The conference had been prepared in three stages. The first step was the writing of a framework document, which set out in some detail the proposed range of issues to be covered by the conference. The framework document signalled that many historians and social scientists have concentrated their research primarily on dock strikes and trades union. For the purpose of meeting the standards of modern social history, this can be no more than a first step. Taking dock workers (male and female) as a focal point and using a broad social and historical perspective, it is also important to analyse their everyday life (including divisions of gender, race and class, working, housing and family conditions), as well as the economic structures and organizations that have influenced their working and living conditions. Not all the attention should be concentrated on the classical 'casual age' of dock work and its demise, but the earlier artisanal phase should be examined and analysed.
Port reports
On the basis of this framework document, some twenty-five reports on different ports were collected. These were drawn up by experts on the respective ports, along the lines indicated by the framework document. Among the ports covered were London, Hamburg, Hull, and New York, as well as Shanghai, Mombassa, Auckland, Tanga, and Bombay.
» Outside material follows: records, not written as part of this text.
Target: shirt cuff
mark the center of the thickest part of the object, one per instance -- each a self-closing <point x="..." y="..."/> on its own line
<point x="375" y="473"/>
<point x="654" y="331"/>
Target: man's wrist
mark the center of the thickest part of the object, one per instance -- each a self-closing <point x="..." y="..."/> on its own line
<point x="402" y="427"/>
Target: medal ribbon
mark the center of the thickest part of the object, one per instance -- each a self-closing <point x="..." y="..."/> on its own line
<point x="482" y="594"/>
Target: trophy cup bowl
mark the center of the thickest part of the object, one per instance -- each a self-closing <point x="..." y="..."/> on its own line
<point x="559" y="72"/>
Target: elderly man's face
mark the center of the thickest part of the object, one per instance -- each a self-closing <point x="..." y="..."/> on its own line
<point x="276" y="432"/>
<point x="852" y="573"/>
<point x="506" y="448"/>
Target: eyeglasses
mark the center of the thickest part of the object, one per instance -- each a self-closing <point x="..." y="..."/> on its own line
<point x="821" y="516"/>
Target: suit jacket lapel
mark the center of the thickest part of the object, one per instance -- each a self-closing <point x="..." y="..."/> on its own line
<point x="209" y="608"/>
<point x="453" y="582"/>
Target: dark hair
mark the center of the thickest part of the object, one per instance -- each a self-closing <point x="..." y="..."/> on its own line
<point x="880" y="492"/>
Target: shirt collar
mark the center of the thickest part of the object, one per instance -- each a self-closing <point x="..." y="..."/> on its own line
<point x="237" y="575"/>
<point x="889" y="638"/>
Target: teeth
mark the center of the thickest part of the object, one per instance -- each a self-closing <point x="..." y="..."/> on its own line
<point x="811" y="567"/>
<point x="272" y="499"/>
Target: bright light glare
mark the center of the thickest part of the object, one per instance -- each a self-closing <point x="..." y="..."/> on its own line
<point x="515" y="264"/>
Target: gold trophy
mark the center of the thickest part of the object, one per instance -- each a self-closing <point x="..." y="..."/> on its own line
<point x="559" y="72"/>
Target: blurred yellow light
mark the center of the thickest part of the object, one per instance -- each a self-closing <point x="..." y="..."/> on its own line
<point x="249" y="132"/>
The port reports have been published as a research paper by the International Institute of Social History.
In the third and final phase leading up to the conference, a number of participants wrote a comparative discussion paper on aspects of dock labour, basing their work to a large extent on the port reports. Themes covered included the formation and reproduction of dockers as an occupational group, the work process, state influence, and ethnic differences.
The broad comparative approach, both in time and geographical scope, proved very stimulating. Before the casual period, for instance, there often was a guild phase, in which specialized workers were responsible for loading and unloading cargo. Guild as a word may have a European ring to it, but the port reports drew our attention to the fact that guilds or guild-like organizations were to be found all over the world. Typical of the guild configuration is that a particular group has a monopoly on loading or unloading. This can be shaped by technical reasons, for instance, because the harbour cannot be reached by sea-going vessels and goods have to be taken on board lighters first. This situation allowed the lightermen of Madras to operate in a guild-like manner in the second half of the eighteenth century. In other cases guilds were established because the city authorities granted a monopoly to an association of workers. When these were also involved in measuring, weighing of packing of merchandise, it was easier to argue that they should be public officials and have a monopoly.
After this guild period the classical phase of casual dock labour set in. This ended around 1960, some time before containers came into use. It is interesting to see how global this change was. Even in the African context, where casual dock labour had connotations totally different from those in ports in the industrialized North, decasualization took place. This decasualization was not motivated by the technological demands of worldwide containerization which can be shown by the example of Shanghai. There goods were loaded from containers into lighters before being brought to shore.
The phase of the classical casual dock worker was limited in space and time, and this limitation extended to the social sphere. In many ways dock workers proved to be an integral part of society, the dockers' wages only a part of household income, and dock labour often a transitory phase in the life cycle. All in all, the image of dockers was shorn of some of its exotism, partly thanks to the inclusion of 'exotic' ports in the analysis.